Web Cam: http://ritzcamera.compsys.to/view/index.shtml

From Front St. the tower is starting to rise above the podium.
From the RBC web site:

June 2008
Construction continues on schedule. Concrete slabs are being poured for floor levels 26, 27, 28 and 29. Forming and pouring of the sixth and seventh floor slab in the north podium area will be completed. Curtain wall installation in the tower continues on levels 18, 19, 20 and 21 and will commence on the podium area. Elevator installation will continue in the high rise, mid rise and service elevator banks. Mechanical and electrical trades will continue with their rough ins throughout the tower floors including lighting, fire alarm and sprinkler systems. Concrete block and drywall board installation will continue on the tower office floors at the washrooms and elevator shafts, elevator lobbies and stairwells. The adjacent Ritz-Carlton project will complete the third floor podium slab pour and is starting the fourth and fifth tower slab floors.

I think you are right... it should speed up significantly once they are just working on the tower portion as it has a significantly smaller floor plate than RBC.

great to see that little parkette full of life!

According to that, the tower has already started.
 
This one might rise a little slower. The forms will have to be adapted to allow the tower to expand outwards on the south side.
 
They could use a slip-form similar to what was used to build the CN Tower... however they would have to start at the top and build down.

toronto-cn-tower_18703.jpg
 
They could use a slip-form similar to what was used to build the CN Tower... however they would have to start at the top and build down.

That I'd like to see....building a skyscraper from the top to the bottom.
 
There's at least one in London recently that was sort of torn down from bottom to top.
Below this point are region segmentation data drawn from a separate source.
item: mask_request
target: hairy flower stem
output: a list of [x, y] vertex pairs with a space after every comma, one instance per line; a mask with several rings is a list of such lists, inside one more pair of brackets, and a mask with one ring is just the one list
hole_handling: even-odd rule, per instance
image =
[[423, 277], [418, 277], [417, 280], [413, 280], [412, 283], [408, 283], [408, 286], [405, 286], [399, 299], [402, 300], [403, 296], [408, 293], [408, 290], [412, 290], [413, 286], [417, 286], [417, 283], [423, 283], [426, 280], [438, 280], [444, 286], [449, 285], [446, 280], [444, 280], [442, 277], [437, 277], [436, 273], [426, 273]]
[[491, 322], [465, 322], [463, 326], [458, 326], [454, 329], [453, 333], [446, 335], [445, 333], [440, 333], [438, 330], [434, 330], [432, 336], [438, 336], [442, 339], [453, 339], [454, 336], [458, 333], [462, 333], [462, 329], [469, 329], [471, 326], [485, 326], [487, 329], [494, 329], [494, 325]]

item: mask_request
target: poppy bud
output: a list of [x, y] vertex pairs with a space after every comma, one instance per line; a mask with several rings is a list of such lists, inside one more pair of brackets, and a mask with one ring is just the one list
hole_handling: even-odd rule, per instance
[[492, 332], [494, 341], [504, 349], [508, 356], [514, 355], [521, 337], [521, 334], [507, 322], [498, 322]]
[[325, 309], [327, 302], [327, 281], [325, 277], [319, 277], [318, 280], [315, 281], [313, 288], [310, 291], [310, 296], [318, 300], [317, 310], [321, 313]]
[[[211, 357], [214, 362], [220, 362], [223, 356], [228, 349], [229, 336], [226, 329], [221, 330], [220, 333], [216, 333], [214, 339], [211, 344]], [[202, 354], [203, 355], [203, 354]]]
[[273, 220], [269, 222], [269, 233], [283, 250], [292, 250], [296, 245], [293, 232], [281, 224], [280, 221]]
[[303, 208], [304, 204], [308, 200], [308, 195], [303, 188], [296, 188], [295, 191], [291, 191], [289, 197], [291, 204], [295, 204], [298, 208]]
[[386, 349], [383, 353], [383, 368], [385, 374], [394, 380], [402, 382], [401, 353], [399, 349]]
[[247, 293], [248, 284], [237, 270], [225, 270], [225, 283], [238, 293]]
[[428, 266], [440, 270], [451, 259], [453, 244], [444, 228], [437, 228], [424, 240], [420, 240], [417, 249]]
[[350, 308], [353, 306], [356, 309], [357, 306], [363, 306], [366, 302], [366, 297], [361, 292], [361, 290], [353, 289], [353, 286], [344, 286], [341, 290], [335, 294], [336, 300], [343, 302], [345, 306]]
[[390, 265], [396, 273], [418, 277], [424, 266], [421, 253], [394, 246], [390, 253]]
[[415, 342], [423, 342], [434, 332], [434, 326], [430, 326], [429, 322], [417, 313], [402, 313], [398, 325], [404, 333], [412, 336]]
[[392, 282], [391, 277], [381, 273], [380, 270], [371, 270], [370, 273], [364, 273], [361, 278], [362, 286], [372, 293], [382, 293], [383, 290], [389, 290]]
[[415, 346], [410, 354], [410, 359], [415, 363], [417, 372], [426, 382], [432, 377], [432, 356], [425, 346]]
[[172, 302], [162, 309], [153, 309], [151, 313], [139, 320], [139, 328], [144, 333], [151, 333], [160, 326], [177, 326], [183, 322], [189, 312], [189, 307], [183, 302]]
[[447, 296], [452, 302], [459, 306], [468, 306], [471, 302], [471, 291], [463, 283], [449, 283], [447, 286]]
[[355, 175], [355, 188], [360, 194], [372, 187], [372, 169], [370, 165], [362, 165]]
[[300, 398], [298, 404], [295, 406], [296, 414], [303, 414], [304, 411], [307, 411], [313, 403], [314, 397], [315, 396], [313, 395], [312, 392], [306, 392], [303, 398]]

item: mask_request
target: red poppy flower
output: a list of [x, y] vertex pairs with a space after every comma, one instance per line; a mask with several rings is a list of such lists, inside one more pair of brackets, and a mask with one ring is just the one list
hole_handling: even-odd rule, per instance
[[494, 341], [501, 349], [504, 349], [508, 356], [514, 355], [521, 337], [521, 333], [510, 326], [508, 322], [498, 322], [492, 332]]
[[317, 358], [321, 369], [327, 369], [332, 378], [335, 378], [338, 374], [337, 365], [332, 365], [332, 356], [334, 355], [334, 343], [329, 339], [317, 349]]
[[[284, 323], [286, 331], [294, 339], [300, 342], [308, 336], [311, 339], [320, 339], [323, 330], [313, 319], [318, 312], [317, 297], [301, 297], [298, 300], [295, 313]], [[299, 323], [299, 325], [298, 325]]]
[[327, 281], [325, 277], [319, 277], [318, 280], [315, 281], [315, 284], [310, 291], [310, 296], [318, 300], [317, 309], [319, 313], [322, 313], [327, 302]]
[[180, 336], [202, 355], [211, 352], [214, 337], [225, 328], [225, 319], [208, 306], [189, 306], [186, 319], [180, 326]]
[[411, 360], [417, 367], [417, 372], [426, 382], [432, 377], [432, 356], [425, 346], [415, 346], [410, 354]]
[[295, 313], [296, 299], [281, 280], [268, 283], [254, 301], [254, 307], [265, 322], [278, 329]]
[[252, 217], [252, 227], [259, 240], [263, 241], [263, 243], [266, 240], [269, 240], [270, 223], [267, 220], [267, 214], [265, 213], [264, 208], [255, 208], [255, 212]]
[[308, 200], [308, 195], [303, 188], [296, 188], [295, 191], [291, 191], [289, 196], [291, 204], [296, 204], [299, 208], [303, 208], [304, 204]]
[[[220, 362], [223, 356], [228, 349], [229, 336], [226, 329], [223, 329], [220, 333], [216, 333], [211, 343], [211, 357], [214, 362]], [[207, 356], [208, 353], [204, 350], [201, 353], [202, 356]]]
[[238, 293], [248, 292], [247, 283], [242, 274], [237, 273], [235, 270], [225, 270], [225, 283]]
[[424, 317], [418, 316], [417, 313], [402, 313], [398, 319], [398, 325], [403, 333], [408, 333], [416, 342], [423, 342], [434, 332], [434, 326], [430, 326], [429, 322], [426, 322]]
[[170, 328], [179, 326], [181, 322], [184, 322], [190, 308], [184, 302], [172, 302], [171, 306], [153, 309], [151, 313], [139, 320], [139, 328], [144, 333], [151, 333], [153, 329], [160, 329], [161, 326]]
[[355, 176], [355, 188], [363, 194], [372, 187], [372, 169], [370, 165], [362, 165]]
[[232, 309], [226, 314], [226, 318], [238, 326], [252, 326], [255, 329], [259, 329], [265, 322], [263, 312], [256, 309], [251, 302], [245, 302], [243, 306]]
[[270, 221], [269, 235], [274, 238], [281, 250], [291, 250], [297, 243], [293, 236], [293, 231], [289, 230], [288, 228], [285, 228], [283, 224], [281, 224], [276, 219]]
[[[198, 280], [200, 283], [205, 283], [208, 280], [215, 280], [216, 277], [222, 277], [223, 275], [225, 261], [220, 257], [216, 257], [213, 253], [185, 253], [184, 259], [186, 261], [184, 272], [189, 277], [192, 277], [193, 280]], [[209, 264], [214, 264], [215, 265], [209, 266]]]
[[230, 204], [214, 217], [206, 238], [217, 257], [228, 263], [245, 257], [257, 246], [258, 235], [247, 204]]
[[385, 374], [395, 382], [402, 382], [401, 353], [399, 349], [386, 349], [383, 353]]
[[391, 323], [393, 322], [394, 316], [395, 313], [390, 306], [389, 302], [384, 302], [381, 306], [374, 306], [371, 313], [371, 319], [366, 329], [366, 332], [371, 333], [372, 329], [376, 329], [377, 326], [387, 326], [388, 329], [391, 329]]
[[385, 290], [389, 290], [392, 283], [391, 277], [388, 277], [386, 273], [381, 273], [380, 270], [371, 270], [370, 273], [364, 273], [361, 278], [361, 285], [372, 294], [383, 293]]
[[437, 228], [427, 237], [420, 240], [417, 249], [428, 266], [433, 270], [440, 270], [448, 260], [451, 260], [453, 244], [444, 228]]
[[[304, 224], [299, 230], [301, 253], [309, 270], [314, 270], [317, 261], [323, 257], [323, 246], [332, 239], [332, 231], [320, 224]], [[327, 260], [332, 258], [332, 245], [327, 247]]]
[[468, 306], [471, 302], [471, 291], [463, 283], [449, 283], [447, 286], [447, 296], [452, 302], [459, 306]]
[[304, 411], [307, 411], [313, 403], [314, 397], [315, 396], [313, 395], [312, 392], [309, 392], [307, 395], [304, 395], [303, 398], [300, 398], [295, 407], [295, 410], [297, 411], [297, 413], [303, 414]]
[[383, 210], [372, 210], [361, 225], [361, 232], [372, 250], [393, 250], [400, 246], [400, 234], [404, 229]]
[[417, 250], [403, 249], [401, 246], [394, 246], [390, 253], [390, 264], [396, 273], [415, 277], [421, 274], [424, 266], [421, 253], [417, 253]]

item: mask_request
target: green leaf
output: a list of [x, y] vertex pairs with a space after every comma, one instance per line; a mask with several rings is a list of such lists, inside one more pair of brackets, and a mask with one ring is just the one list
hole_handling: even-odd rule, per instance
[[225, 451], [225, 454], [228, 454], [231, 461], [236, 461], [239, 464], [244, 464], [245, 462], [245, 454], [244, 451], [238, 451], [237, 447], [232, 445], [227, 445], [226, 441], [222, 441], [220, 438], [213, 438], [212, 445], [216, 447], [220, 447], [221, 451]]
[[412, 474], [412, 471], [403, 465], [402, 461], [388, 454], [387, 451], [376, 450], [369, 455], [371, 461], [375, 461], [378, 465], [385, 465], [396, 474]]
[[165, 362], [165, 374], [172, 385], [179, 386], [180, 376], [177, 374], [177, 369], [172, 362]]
The floors were taken down from bottom up while the core remained. Then the core was torn down from top down.
 
The reason why is that said skyscraper was built from top to bottom; so, demolition reversed the method of construction.

Maybe the best-known Canadian example of such construction is Vancouver's Westcoast Transmission Building (now Qube)
 
Driving past it today I was taken by how narrow the building is. I think it's going to end up looking remarkably slender and elegant by the time it's done.